Mecanismos de modulação do influxo de Ca2+ pela ativação do RyR em artérias mesentéricas de humanos e murinos

Detalhes bibliográficos
Ano de defesa: 2018
Autor(a) principal: Daniela Cibeli Guimaraes Garcia Lustosa
Orientador(a): Não Informado pela instituição
Banca de defesa: Não Informado pela instituição
Tipo de documento: Tese
Tipo de acesso: Acesso aberto
Idioma: por
Instituição de defesa: Universidade Federal de Minas Gerais
Brasil
ICB - INSTITUTO DE CIÊNCIAS BIOLOGICAS
Programa de Pós-Graduação em Ciências Biológicas - Fisiologia e Farmacologia
UFMG
Programa de Pós-Graduação: Não Informado pela instituição
Departamento: Não Informado pela instituição
País: Não Informado pela instituição
Palavras-chave em Português:
Link de acesso: http://hdl.handle.net/1843/59197
Resumo: Mechanisms involved in the excitation-contraction coupling of vascular smooth muscle (VSM) represent a complex interaction between plasma membrane (PM) and sarcoplasmic reticulum (SR). The present work investigated the PM-SR interaction involved in the contraction induced by the activation of ryanodine receptors (RyRs) in mesenteric arteries from mice and humans, normotensive and hypertensive.
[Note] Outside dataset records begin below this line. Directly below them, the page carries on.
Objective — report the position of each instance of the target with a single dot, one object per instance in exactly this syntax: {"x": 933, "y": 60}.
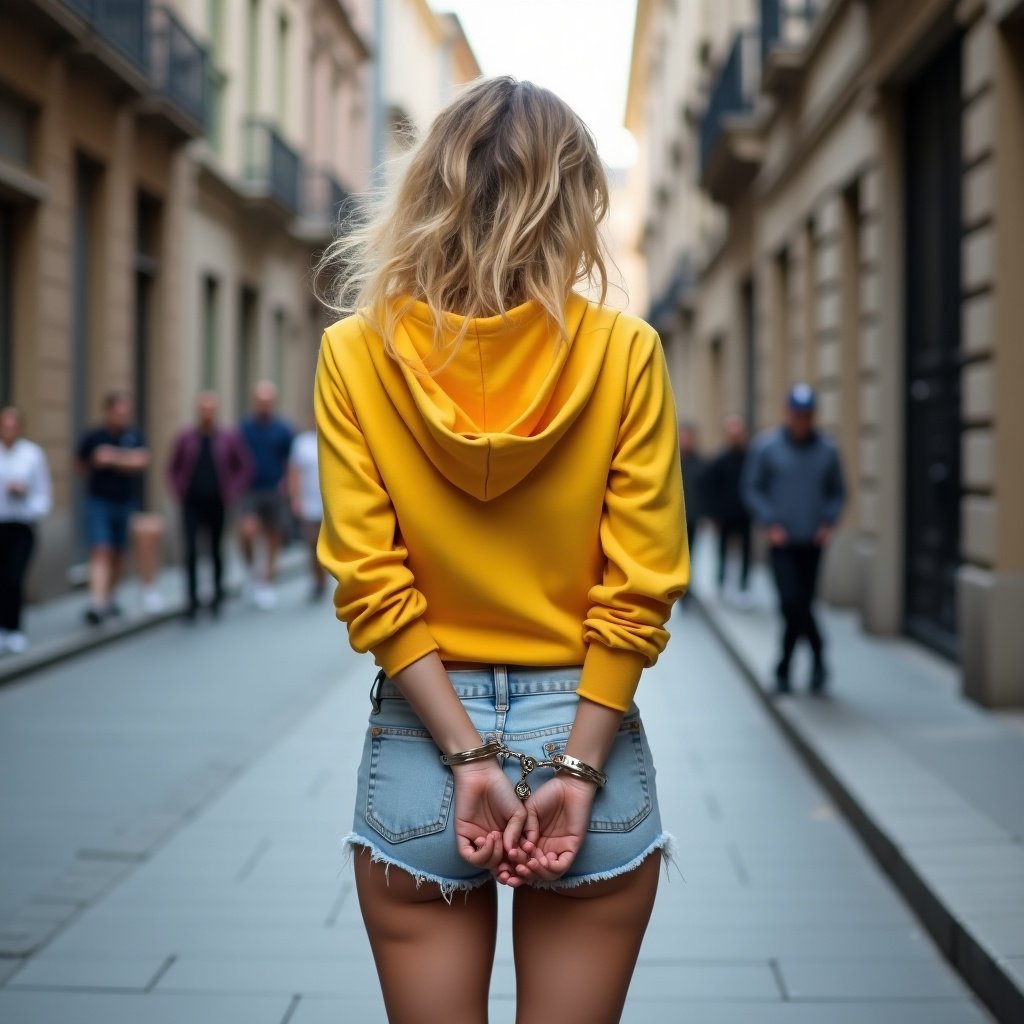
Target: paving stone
{"x": 96, "y": 972}
{"x": 307, "y": 975}
{"x": 868, "y": 978}
{"x": 91, "y": 1008}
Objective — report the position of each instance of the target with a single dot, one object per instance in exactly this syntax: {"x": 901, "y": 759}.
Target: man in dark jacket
{"x": 692, "y": 466}
{"x": 725, "y": 504}
{"x": 793, "y": 484}
{"x": 210, "y": 468}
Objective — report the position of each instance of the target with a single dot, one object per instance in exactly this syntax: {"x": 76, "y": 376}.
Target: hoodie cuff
{"x": 610, "y": 676}
{"x": 408, "y": 645}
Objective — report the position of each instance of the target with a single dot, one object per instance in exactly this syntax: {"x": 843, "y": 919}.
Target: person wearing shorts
{"x": 503, "y": 513}
{"x": 112, "y": 457}
{"x": 307, "y": 506}
{"x": 264, "y": 506}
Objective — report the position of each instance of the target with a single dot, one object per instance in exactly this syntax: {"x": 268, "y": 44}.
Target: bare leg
{"x": 248, "y": 528}
{"x": 272, "y": 540}
{"x": 99, "y": 576}
{"x": 433, "y": 958}
{"x": 576, "y": 948}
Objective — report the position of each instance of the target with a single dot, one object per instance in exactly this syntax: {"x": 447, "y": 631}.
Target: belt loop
{"x": 501, "y": 687}
{"x": 375, "y": 692}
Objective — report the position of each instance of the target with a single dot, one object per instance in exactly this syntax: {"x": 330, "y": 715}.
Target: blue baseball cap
{"x": 802, "y": 398}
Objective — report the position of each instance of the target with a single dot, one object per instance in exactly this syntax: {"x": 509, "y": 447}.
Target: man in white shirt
{"x": 307, "y": 506}
{"x": 26, "y": 497}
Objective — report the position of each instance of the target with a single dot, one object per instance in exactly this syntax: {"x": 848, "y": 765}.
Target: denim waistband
{"x": 498, "y": 681}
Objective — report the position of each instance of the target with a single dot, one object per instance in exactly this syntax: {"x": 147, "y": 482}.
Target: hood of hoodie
{"x": 506, "y": 398}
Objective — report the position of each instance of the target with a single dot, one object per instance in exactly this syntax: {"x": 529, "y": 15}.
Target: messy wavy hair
{"x": 501, "y": 202}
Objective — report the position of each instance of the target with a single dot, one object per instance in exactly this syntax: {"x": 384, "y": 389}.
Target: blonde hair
{"x": 501, "y": 202}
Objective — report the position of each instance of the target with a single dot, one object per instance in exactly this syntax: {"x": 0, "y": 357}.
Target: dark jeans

In vessels from normotensive mice the contraction induced by caffeine (10 mM) is partially dependent on Ca2+-influx, once in Ca2+-free solution and in the presence of SKF-96365 (30 μM), an Orai blocker, occurred reduction of contraction and Ca2+-fluorescence level. Surprisingly, blocking Cav1.2 with nifedipine (10 μM), the contraction is increased while the Ca2+-fluorescence level is reduced. Similar results were observed after blocking TRP channels with ruthenium red (RuR; 10 μM) and 2-aminoethoxydiphenyl borate (2-APB; 10 μM). Moreover, the blockage of BKCa with paxillin (1 μM) promotes increased transient contraction. Caffeine promotes hyperpolarization of VSM, which was blocked in the presence of nifedipine, 2-APB, and paxillin. In hypertensive mice the blockage of Cav1.2 and BKCa in hypertensive mice does not alter the contractile response, indicating loss of the negative feedback of the contraction. In the presence of arterial hypertension, the feedback between Cav1.2-BKCa is also impaired in humans. The present work demonstrates that the feedback between Cav1.2-BKCa is essential in mesenteric arteries. Our results indicate a new mechanism for the control of VSM contraction that may be useful for the treatment of arterial hypertension.